Who cares about elderly people? As an older person (70 years), I am becoming increasingly aware just how difficult it is for my contemporaries to find residential, day or home care when they need it.

Anecdotal evidence exists to suggest home care is being asked to achieve as much as 25 per cent reductions in expenditure. Although criteria for being granted care have not changed, they are being more severely applied. People who would have previously been granted help now miss out. This has the added advantage to East Sussex County Council of masking the large number of people who really need care.

Earlier this year, the chairman of the council's social services said they were to be made more efficient, which usually means budget cuts and staff dispensed with.

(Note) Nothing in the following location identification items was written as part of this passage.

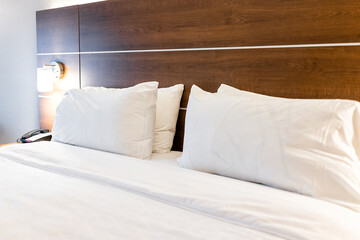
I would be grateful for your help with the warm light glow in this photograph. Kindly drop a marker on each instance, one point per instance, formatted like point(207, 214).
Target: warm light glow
point(45, 80)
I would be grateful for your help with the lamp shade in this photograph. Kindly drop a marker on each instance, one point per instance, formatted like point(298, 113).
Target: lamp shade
point(45, 80)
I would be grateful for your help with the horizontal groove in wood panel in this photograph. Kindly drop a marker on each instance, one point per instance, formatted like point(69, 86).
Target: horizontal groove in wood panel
point(146, 24)
point(209, 49)
point(294, 73)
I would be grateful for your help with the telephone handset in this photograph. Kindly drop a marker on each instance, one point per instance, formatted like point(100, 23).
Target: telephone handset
point(35, 135)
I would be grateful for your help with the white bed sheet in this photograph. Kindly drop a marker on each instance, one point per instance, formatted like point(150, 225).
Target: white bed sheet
point(166, 158)
point(57, 191)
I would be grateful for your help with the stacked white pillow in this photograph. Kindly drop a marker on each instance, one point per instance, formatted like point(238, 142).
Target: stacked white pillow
point(114, 120)
point(306, 146)
point(131, 121)
point(167, 111)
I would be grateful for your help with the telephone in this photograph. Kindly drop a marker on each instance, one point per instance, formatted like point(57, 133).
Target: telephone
point(35, 135)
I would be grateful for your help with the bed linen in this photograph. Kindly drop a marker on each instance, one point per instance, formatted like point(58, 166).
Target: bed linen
point(51, 190)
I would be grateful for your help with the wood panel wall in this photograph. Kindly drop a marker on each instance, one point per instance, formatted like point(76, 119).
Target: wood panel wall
point(58, 33)
point(108, 32)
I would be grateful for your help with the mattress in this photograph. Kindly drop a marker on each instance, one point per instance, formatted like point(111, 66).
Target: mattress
point(57, 191)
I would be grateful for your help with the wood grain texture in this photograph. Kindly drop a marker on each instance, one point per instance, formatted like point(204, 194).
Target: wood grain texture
point(164, 24)
point(49, 101)
point(58, 30)
point(329, 72)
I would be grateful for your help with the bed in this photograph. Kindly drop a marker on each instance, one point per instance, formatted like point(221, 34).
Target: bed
point(54, 190)
point(58, 191)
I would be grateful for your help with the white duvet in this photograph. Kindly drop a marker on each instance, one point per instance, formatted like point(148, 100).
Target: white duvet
point(50, 190)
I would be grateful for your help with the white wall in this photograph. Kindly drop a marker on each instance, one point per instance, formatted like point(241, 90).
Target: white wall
point(19, 111)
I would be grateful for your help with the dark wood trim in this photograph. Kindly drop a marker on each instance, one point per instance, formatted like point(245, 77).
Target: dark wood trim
point(58, 30)
point(164, 24)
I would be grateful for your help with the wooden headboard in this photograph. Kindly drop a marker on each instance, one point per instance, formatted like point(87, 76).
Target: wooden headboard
point(296, 49)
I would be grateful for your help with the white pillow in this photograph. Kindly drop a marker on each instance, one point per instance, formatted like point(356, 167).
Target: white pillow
point(305, 146)
point(167, 110)
point(114, 120)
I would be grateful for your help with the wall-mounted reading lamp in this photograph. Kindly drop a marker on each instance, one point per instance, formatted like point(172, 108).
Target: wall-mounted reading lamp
point(48, 74)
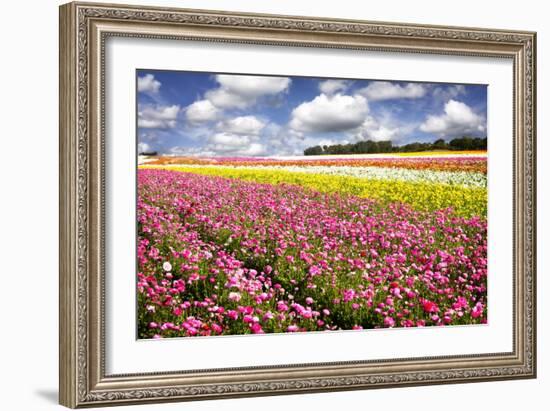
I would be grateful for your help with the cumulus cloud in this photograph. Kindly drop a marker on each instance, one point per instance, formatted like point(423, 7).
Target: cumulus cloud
point(372, 129)
point(158, 116)
point(148, 84)
point(244, 91)
point(384, 90)
point(242, 125)
point(333, 86)
point(458, 119)
point(231, 144)
point(330, 113)
point(202, 111)
point(446, 93)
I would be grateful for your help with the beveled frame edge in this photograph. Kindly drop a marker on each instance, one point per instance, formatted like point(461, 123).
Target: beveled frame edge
point(83, 28)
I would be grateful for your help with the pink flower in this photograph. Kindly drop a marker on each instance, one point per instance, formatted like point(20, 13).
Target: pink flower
point(234, 296)
point(430, 307)
point(477, 311)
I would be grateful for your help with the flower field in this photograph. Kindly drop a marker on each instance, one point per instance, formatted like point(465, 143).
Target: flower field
point(251, 246)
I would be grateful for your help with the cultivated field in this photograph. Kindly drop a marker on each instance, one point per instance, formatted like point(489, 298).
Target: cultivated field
point(262, 245)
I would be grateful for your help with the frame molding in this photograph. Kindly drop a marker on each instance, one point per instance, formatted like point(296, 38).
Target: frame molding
point(84, 27)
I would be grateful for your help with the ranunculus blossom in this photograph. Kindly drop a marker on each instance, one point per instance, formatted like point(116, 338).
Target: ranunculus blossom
point(277, 249)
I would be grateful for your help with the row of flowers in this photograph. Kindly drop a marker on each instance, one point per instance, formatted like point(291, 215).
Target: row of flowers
point(221, 256)
point(463, 178)
point(477, 164)
point(426, 196)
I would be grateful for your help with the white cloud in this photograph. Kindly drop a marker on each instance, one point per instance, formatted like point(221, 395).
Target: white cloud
point(242, 125)
point(457, 120)
point(201, 111)
point(148, 84)
point(158, 116)
point(333, 86)
point(228, 141)
point(227, 144)
point(384, 90)
point(371, 129)
point(330, 113)
point(243, 91)
point(446, 93)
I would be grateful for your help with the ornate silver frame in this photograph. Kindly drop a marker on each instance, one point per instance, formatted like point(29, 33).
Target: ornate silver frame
point(83, 30)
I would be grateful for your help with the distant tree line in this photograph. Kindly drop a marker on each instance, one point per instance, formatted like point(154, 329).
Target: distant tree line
point(371, 147)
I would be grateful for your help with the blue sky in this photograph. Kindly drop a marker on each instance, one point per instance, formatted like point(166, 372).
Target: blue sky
point(206, 114)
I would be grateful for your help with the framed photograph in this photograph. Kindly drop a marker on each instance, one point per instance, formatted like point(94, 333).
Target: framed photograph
point(260, 204)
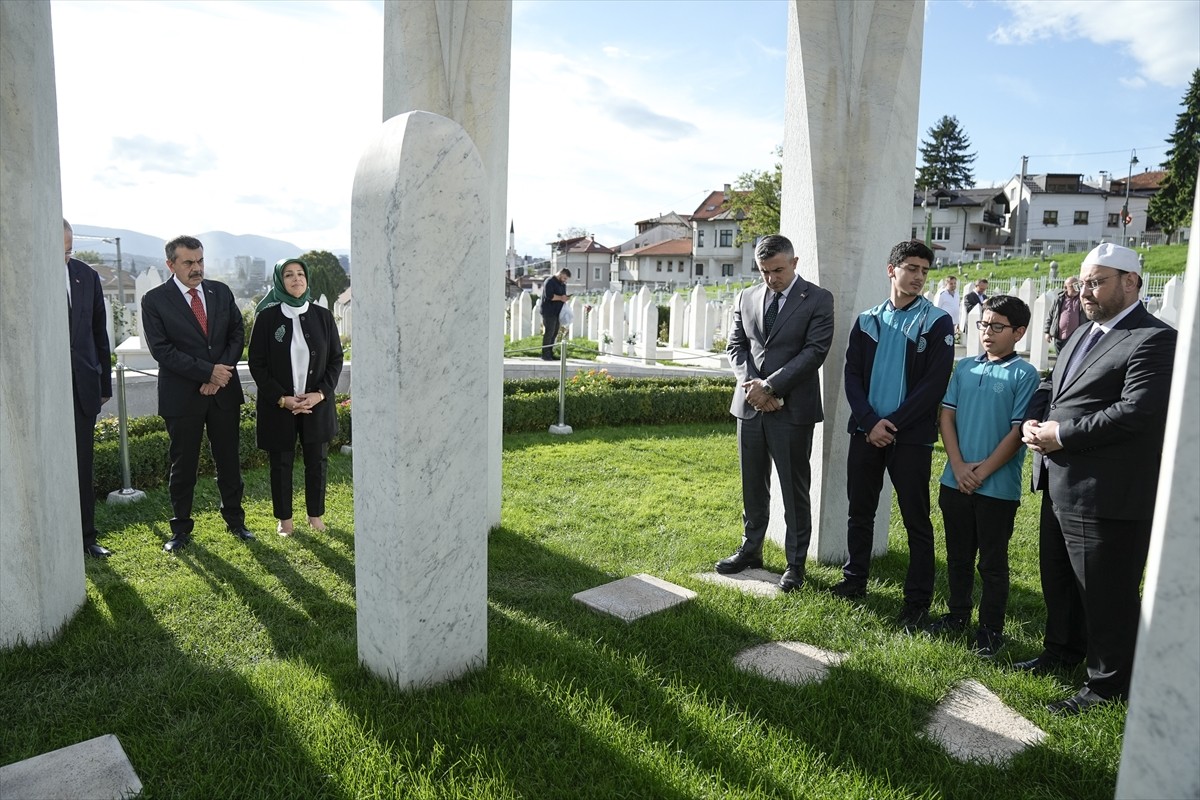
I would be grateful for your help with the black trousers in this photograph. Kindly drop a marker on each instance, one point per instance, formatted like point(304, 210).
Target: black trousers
point(762, 440)
point(316, 465)
point(909, 465)
point(85, 451)
point(977, 524)
point(185, 434)
point(1091, 573)
point(550, 332)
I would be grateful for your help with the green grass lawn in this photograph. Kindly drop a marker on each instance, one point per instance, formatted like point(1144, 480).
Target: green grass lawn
point(232, 669)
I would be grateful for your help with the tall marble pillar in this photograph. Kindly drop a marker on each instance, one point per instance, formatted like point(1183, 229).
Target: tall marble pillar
point(420, 477)
point(1162, 735)
point(453, 58)
point(41, 551)
point(850, 144)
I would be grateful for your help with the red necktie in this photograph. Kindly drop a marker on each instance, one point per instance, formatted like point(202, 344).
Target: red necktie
point(198, 310)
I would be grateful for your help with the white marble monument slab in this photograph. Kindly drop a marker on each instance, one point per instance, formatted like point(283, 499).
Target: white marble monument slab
point(853, 82)
point(1162, 734)
point(973, 725)
point(789, 662)
point(96, 769)
point(41, 551)
point(420, 479)
point(634, 597)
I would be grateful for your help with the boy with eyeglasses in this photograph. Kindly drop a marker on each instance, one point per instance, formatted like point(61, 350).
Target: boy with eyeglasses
point(981, 488)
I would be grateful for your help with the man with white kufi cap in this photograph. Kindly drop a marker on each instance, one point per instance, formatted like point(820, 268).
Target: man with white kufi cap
point(1096, 426)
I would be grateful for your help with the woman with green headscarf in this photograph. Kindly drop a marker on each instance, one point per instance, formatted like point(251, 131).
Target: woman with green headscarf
point(295, 356)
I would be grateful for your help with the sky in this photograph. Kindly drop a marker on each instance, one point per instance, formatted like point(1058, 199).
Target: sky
point(250, 116)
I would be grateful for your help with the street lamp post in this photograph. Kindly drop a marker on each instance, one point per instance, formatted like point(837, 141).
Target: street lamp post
point(1125, 210)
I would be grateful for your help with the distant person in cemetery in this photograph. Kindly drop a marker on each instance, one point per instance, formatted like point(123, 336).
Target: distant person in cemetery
point(780, 337)
point(1096, 426)
point(1066, 314)
point(981, 487)
point(91, 378)
point(553, 295)
point(295, 356)
point(195, 332)
point(898, 362)
point(948, 300)
point(975, 298)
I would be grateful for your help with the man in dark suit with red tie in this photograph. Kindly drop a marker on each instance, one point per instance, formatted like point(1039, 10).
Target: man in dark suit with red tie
point(781, 334)
point(91, 378)
point(1096, 426)
point(195, 332)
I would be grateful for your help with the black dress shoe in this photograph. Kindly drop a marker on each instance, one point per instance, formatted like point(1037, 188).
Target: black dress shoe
point(741, 560)
point(849, 589)
point(1078, 704)
point(177, 542)
point(792, 579)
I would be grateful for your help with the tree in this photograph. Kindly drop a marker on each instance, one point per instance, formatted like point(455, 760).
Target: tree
point(947, 163)
point(325, 275)
point(1171, 206)
point(755, 197)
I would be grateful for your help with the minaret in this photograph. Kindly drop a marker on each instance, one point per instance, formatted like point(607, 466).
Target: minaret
point(513, 251)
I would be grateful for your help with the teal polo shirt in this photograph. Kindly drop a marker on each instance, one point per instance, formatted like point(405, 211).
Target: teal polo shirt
point(989, 397)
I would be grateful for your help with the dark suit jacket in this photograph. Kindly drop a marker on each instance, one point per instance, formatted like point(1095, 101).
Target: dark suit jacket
point(790, 358)
point(1111, 415)
point(270, 364)
point(185, 354)
point(91, 368)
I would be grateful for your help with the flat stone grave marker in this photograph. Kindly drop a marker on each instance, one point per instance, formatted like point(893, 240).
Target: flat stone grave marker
point(753, 582)
point(789, 662)
point(96, 769)
point(973, 725)
point(634, 597)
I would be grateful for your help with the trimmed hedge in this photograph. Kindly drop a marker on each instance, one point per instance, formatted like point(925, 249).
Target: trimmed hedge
point(532, 404)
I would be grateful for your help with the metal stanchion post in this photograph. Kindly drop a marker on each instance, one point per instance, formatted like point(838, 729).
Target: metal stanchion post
point(126, 493)
point(562, 428)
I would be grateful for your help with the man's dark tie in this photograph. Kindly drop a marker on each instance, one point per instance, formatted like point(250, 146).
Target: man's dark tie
point(198, 310)
point(768, 322)
point(1078, 356)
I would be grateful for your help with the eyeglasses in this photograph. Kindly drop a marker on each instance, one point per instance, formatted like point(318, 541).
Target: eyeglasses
point(1093, 284)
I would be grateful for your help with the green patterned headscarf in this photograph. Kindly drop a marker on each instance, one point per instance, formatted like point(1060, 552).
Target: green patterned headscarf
point(279, 294)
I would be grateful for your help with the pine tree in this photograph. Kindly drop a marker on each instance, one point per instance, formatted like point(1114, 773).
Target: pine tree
point(1171, 206)
point(947, 163)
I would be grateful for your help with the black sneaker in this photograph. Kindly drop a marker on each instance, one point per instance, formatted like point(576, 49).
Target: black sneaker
point(988, 642)
point(849, 589)
point(948, 625)
point(913, 618)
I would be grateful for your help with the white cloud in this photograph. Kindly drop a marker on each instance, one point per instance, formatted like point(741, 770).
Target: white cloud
point(1161, 36)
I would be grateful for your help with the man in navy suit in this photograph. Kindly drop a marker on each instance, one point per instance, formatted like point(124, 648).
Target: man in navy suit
point(1096, 426)
point(781, 334)
point(195, 332)
point(91, 378)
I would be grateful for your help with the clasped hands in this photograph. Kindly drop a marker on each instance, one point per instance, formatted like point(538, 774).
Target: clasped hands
point(759, 397)
point(301, 403)
point(217, 380)
point(1041, 437)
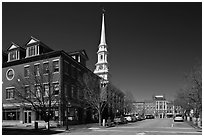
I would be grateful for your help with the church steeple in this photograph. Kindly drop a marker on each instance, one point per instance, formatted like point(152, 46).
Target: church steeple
point(102, 64)
point(103, 35)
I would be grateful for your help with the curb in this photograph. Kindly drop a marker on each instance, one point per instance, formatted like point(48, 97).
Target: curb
point(194, 126)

I was pleasantly surprised, on checking through proposed county spending for care of the elderly in 2002/3, to find a 9 per cent increase in the budget - not for long, though. The allocation is split into several parts. The first is public provision, cut by 6 per cent so, with inflation, this makes a cut of nearer eight per cent. The third item, private provision, is up by nine per cent. There is no mention of increased efficiency or increase in numbers of places. So where is the money going? Bigger profits for the private sector?

Now we find East Sussex has not placed one elderly "bed blocker" into care since April, using some of the £500,000 Gordon Brown made available. There are no plans to deal with the problem now or, apparently, in the future either. So who does care about the elderly? Not the Conservatives on East Sussex County Council.